How often do you see a ship model set into a scale scene of, say, Boston harbor with a tea party underway? How many times have you seen the planes overhead return to a scale runway with miniature landing lights, a control tower, hangars, and little fuel trucks? Do the builders of car models usually create houses with garages, gas stations, or race tracks for their products?
While some model railroaders build models of particular locomotives and put them on display without ever building a layout with scenery, they number in the minority. Most of us arent so much model railroaders as world modelers. In short, we model the world around a particular place. While the trains are the moving visual attraction, most of us also tackle scenery and landscape, buildings, vehicles, characters and more.
It is this part of the hobby which sets us apart. When you build a scale model of a single item, you have joined the scale modelers of the world. But if you build and operate several items in the same scale for the purpose of creating a small portion of the planet, you have transcended scale modeling. While I like Kalmbachs Worlds Greatest Hobby campaign, we should not forget what makes our hobby the way it is. We are also the Greatest World Hobby. Indeed, model railroading is more popular in Europe than in the US, according to several international sources.
In a story I read recently, a model train hobby shop in Israel is doing considerable business because the children of Orthodox Jews may create detailed scale models but are not allowed to watch a great deal of television. It seems they feel that creating models is more than just the clever skill of hands; it is also a very constructive use of the mind.

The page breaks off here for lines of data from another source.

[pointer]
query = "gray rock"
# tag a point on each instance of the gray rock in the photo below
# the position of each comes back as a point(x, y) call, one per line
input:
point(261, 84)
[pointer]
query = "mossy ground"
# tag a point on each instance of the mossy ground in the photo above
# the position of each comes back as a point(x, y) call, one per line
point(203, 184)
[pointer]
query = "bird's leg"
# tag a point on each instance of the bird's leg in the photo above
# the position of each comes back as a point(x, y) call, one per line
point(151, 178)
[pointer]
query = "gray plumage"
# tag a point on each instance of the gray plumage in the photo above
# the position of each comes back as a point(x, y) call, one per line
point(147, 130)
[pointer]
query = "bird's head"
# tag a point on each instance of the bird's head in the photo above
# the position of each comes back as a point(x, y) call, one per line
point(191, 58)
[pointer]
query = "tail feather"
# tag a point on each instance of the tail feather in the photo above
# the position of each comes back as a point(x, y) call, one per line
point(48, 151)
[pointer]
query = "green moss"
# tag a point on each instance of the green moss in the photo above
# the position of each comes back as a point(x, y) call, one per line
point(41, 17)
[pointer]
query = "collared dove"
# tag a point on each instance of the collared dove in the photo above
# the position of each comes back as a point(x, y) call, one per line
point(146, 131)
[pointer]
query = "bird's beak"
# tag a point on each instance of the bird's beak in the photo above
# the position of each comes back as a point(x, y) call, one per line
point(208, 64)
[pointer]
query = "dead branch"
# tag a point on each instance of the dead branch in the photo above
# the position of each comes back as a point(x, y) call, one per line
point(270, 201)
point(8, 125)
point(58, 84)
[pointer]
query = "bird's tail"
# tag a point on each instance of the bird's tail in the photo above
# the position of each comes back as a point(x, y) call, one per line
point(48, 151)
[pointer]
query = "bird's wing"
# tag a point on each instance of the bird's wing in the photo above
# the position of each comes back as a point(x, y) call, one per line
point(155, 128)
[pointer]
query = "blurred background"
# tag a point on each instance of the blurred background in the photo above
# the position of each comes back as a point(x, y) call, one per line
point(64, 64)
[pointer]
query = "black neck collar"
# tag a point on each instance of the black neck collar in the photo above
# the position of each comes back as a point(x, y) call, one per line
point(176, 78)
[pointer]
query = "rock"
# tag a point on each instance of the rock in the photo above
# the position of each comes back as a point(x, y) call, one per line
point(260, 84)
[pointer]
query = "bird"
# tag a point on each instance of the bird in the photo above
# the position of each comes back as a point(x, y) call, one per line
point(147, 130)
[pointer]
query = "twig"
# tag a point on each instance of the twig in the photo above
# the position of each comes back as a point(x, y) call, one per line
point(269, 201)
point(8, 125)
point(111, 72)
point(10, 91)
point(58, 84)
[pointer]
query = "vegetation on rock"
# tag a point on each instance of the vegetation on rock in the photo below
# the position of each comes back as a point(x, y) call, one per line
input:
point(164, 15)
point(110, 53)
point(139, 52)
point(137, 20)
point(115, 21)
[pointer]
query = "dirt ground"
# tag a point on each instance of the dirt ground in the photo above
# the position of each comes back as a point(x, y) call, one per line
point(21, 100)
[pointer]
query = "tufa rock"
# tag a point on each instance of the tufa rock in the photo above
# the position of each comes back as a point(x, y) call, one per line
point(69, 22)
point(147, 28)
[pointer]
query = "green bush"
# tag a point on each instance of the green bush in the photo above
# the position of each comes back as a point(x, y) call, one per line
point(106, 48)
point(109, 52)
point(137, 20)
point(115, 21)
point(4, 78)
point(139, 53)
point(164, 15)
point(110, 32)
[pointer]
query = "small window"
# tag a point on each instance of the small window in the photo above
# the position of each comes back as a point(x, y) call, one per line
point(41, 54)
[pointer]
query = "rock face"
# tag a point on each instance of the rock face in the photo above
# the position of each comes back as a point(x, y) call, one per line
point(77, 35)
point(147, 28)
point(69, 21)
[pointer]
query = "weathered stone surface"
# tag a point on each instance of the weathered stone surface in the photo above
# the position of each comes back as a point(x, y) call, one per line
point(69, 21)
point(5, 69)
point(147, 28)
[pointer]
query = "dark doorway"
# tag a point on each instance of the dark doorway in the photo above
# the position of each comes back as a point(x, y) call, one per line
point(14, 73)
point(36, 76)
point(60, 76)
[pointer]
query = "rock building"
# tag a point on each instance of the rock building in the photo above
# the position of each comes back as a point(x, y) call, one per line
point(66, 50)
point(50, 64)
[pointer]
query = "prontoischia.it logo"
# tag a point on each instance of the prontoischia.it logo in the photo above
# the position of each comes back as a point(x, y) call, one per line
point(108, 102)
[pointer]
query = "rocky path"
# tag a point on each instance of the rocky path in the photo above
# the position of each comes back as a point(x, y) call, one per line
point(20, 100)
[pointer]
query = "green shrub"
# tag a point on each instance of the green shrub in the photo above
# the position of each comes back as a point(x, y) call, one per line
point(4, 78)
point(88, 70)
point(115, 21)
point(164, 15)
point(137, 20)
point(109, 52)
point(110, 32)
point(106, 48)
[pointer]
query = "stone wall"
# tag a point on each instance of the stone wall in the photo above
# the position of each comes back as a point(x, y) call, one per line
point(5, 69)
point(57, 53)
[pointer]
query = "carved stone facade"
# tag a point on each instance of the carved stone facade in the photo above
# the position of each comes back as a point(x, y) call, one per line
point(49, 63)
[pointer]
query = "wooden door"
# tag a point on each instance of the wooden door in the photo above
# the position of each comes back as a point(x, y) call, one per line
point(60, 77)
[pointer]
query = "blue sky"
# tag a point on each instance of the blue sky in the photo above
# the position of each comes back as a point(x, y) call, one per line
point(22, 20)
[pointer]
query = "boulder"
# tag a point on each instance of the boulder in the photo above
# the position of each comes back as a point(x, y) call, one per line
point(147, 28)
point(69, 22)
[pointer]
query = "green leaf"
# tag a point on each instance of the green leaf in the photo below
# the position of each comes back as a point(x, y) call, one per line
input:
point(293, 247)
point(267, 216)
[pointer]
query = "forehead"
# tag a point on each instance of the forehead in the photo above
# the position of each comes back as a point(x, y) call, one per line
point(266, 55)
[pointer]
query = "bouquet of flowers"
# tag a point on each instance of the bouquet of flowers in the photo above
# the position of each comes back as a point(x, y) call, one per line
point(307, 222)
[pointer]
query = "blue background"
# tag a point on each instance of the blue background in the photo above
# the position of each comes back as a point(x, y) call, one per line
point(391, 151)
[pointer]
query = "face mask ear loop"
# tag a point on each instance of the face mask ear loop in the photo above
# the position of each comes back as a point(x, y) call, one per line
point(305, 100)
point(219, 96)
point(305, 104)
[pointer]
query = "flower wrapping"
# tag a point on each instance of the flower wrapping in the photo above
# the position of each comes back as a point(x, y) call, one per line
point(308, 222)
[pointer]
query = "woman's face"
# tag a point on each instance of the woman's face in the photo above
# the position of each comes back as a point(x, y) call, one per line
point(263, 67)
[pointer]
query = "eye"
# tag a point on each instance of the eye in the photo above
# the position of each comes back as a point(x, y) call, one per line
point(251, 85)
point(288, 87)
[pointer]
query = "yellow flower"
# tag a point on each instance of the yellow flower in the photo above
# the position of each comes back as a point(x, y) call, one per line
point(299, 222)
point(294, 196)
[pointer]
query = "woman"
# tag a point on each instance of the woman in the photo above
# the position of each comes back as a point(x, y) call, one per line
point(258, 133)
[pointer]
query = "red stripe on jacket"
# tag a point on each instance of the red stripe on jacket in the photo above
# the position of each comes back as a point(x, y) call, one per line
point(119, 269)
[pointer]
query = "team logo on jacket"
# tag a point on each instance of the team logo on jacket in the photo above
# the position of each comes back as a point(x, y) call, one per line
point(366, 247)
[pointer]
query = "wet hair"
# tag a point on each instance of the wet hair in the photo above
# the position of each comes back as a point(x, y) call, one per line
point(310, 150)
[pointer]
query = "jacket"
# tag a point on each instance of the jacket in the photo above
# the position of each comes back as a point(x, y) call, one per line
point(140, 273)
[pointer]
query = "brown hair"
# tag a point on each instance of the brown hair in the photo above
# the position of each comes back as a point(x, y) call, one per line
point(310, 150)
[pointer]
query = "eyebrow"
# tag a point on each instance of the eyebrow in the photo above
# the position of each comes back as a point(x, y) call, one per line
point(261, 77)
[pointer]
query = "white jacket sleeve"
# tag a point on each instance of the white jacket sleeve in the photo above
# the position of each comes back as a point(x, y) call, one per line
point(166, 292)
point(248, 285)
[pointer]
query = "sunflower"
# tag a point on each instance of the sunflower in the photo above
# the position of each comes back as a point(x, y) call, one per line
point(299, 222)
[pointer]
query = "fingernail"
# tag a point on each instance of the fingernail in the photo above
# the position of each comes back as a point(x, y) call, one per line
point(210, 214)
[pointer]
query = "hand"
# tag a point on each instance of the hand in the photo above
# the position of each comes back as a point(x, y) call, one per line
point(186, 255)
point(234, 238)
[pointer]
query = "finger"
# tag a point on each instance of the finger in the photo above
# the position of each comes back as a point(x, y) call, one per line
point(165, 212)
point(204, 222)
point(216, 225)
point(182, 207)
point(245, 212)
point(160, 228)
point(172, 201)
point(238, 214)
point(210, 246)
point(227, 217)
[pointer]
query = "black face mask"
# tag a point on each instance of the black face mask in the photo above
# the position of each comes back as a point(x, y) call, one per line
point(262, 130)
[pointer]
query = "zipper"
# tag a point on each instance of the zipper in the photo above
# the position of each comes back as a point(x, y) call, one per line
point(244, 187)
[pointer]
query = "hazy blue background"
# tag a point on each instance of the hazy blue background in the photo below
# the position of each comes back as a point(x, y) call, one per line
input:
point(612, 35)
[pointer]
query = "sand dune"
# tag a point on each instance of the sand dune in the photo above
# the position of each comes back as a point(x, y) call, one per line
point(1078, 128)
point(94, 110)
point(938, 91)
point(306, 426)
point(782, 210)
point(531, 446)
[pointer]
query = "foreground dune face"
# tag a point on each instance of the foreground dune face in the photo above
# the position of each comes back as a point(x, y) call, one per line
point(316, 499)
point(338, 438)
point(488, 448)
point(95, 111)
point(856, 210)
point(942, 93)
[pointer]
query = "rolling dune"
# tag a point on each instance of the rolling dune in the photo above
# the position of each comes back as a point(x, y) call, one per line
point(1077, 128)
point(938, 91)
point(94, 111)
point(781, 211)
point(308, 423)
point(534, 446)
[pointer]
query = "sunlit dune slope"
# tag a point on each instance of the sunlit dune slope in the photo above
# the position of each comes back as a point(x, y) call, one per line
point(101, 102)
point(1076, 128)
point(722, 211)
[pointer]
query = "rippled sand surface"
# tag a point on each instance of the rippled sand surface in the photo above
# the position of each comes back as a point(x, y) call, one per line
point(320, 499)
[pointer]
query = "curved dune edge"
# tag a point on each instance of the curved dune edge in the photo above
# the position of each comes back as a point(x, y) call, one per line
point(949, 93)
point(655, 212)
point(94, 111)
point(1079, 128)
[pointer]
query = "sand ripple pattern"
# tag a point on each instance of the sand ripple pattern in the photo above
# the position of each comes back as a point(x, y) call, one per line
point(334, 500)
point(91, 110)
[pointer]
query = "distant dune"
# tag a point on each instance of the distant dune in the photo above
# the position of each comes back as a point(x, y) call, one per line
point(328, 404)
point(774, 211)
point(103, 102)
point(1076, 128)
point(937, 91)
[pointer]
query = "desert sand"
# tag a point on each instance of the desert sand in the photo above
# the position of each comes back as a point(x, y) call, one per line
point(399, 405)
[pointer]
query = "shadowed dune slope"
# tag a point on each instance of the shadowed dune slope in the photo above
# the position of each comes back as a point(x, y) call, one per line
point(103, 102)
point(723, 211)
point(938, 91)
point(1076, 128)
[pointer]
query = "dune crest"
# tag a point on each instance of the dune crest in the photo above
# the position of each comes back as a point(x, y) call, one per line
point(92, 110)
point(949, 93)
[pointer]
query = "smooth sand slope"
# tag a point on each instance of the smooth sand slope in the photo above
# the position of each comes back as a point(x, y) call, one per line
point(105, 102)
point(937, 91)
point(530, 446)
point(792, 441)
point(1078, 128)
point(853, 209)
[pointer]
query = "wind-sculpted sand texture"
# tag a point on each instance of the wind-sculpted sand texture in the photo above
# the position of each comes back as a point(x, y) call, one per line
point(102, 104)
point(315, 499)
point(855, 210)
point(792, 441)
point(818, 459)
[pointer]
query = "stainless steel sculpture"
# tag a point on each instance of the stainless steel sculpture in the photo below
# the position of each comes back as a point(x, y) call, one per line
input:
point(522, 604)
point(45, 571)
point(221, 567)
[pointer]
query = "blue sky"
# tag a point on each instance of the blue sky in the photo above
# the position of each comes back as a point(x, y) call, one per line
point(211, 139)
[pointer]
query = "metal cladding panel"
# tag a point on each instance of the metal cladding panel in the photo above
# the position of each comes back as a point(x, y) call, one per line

In most cases, layouts dont just model a collection of scale items, they recreate an economy. Builders have in mind a source of raw materials, factories to process them, towns and cities to provide the goods and service that the workers require, and even the homes in which they live. Out of their imaginations and observations, builders then construct some corner of the planet. Models can show detail down to laundry on the line in the backyard of a house. Through it all are the trains, connecting the economy together and making it work.
Perhaps because of this, model railroaders might actually understand the economy better than some legislators. Several model railroad industry people have repeated the notion that model railroaders may be more intelligent than their non-model-railroading contemporaries. That would be a hard assertion to prove, even if I have seen ample proof of its truth. One thing is clear: model railroading has a very positive effect upon most people. It punishes anger, impulsiveness, and malice. It rewards patience, thoughtfulness, and careful planning. Theres a very good chance that if you stay with it long enough, it could make a better person of you. Or maybe the only folks who stay with it very long are the better people.